Ich habe allerdings noch nicht rausfinden können was *cs.ns1p.net *sein soll

Heute macht Ebay das nicht mehr ohne das ich etwas verändert habe. Vorher war es Tagelang so, nach Aussage meiner besseren Hälfte.
Habe gestern auch *cs.ns1p.net *in "Blocksite" per Wort und Domain Blockiert aber das hat keinen Einfluss gehabt

Weil ich 3 Desinfizierte Objekte hatte die Ich nicht einsehen/identifizieren kann_. _Und 3 Ereignisse mit* cs.ns1p.net* hängt es vielleicht doch irgendwie zusammen.
Allerdings wie gesagt absolut Null reproduzierbar.

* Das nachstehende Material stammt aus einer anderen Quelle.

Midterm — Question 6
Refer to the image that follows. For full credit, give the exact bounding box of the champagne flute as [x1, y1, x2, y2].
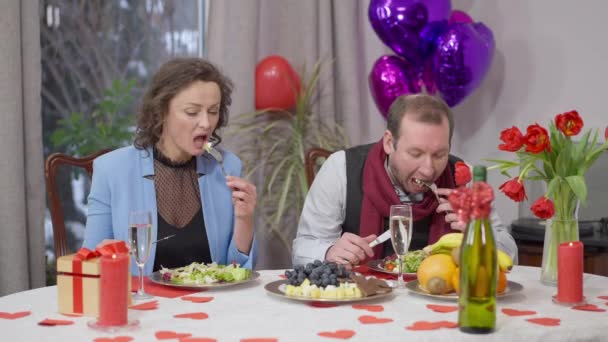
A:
[129, 210, 152, 300]
[389, 204, 413, 288]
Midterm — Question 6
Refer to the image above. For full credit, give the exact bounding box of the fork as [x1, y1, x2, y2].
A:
[206, 145, 228, 177]
[414, 178, 441, 203]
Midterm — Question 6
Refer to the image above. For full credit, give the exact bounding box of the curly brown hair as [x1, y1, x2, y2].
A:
[133, 58, 234, 149]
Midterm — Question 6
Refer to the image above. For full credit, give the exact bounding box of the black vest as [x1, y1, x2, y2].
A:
[342, 143, 462, 255]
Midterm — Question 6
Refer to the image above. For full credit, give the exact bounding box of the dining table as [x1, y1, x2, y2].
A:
[0, 265, 608, 342]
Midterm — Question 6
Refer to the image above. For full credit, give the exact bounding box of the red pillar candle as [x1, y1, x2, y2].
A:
[557, 241, 584, 303]
[97, 254, 130, 326]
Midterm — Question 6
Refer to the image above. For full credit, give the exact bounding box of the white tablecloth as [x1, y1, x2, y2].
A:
[0, 266, 608, 342]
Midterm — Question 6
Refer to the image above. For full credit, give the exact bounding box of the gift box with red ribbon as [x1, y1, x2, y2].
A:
[57, 240, 131, 317]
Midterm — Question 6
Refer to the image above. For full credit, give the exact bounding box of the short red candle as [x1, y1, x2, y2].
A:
[557, 241, 584, 303]
[97, 254, 130, 326]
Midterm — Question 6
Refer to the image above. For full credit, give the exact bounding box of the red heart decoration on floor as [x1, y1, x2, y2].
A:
[426, 304, 458, 313]
[38, 318, 74, 327]
[179, 337, 217, 342]
[129, 300, 158, 310]
[93, 336, 133, 342]
[405, 321, 458, 331]
[501, 308, 536, 316]
[173, 312, 209, 319]
[182, 296, 213, 303]
[572, 304, 606, 312]
[317, 330, 355, 340]
[359, 316, 393, 324]
[0, 311, 32, 319]
[526, 317, 561, 327]
[353, 304, 384, 312]
[154, 330, 192, 340]
[62, 313, 82, 317]
[308, 302, 338, 308]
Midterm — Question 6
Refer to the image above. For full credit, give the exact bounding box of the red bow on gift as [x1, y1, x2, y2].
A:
[74, 240, 129, 261]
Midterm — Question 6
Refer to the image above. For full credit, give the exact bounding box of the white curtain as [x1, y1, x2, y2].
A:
[207, 0, 388, 268]
[0, 0, 45, 296]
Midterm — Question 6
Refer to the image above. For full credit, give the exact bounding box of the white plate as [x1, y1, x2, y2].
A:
[150, 271, 260, 290]
[264, 280, 393, 304]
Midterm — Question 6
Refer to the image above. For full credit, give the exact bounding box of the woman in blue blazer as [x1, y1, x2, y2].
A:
[83, 58, 256, 274]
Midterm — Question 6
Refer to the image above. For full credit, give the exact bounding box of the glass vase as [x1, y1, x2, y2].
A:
[540, 200, 579, 286]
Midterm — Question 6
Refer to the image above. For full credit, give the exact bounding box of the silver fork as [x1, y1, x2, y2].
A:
[414, 178, 441, 203]
[206, 145, 228, 177]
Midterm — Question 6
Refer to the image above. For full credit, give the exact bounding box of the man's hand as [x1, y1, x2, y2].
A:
[325, 233, 377, 266]
[436, 188, 467, 232]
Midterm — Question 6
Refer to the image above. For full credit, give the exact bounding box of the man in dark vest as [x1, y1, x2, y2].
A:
[293, 94, 517, 265]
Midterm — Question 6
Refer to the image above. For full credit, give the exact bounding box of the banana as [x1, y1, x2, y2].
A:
[423, 233, 462, 255]
[498, 249, 513, 273]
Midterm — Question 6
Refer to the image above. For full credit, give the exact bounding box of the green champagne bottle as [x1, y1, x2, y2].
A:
[458, 166, 498, 334]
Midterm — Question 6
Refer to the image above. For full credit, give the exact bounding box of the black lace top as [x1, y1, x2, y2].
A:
[154, 149, 211, 271]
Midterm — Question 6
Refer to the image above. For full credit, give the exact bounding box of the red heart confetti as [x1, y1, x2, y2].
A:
[501, 308, 536, 316]
[38, 318, 74, 327]
[93, 336, 133, 342]
[0, 311, 32, 319]
[308, 302, 338, 308]
[359, 316, 393, 324]
[62, 313, 82, 317]
[129, 300, 158, 310]
[179, 337, 217, 342]
[426, 304, 458, 313]
[405, 321, 458, 331]
[154, 330, 192, 340]
[526, 317, 561, 327]
[353, 304, 384, 312]
[182, 296, 213, 303]
[572, 304, 606, 312]
[173, 312, 209, 319]
[317, 330, 355, 340]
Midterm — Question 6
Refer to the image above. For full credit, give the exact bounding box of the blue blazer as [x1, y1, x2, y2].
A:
[83, 146, 256, 275]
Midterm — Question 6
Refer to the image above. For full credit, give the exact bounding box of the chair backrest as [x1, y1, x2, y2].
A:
[305, 147, 332, 187]
[44, 149, 112, 258]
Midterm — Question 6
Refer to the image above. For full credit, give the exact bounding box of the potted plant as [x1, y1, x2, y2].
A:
[230, 62, 347, 252]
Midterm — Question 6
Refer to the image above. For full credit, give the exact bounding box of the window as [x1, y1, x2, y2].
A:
[40, 0, 206, 284]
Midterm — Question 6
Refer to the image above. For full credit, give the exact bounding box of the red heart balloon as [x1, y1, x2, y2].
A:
[255, 56, 300, 110]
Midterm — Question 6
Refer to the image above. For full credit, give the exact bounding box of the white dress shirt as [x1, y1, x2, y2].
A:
[292, 151, 517, 265]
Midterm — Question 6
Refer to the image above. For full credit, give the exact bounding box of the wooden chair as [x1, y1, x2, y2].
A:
[44, 149, 112, 258]
[305, 147, 332, 187]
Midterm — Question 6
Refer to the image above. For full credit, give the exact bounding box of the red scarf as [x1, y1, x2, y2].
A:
[359, 140, 456, 258]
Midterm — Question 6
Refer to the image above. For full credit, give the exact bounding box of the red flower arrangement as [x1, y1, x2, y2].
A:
[488, 110, 608, 282]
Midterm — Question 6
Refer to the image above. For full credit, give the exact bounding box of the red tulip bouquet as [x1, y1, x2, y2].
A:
[488, 111, 608, 284]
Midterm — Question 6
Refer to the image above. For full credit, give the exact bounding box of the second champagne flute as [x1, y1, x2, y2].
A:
[129, 210, 152, 300]
[389, 204, 413, 288]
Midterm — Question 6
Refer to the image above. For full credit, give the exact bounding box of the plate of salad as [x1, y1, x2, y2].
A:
[367, 250, 425, 276]
[150, 262, 260, 289]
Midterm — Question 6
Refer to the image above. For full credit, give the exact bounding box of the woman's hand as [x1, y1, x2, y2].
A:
[226, 176, 257, 254]
[226, 176, 257, 220]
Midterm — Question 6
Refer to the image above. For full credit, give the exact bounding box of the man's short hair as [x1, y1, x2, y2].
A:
[386, 94, 454, 146]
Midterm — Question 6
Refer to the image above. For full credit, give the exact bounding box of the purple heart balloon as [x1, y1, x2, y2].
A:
[367, 0, 452, 68]
[432, 23, 495, 107]
[368, 55, 420, 118]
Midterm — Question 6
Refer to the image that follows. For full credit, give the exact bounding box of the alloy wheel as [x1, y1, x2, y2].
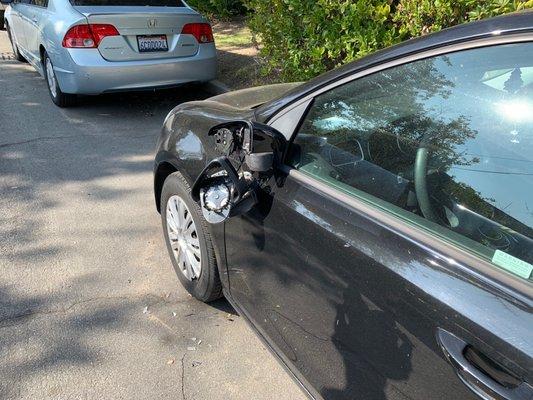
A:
[166, 195, 202, 281]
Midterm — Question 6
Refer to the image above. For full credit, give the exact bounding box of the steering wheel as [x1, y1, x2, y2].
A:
[414, 137, 443, 224]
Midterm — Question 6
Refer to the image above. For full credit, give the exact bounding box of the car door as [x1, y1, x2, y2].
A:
[225, 39, 533, 400]
[25, 0, 49, 63]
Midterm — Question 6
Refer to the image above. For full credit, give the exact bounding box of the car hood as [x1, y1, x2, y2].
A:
[209, 82, 301, 109]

Ich werde gleich mal das Tablet checken wenn es dort noch so ist hab ich ja die antwort weil ich dort kein Kaspersky hab durchlaufen lassen.

edit:
Am Tablet auch wieder normal! Ohne interaktion!


----------



## ClaudiaK (17. Dezember 2021)

Ist zwar schon ein wenig spät, aber da ich selbst gerade so lange nach der Lösung des Problems gesucht habe und andere vielleicht auch noch suchen:
Bei Ebay in den Suchergebnissen unter der Suchleiste ist ganz rechts das Feld für Galerie- oder Listenansicht. Häkchen anklicken dann auf "Anpassen". Im folgenden Fenster "Gleiche Registerkarte" anwählen, "Änderungen übernehmen" nicht vergessen.


----------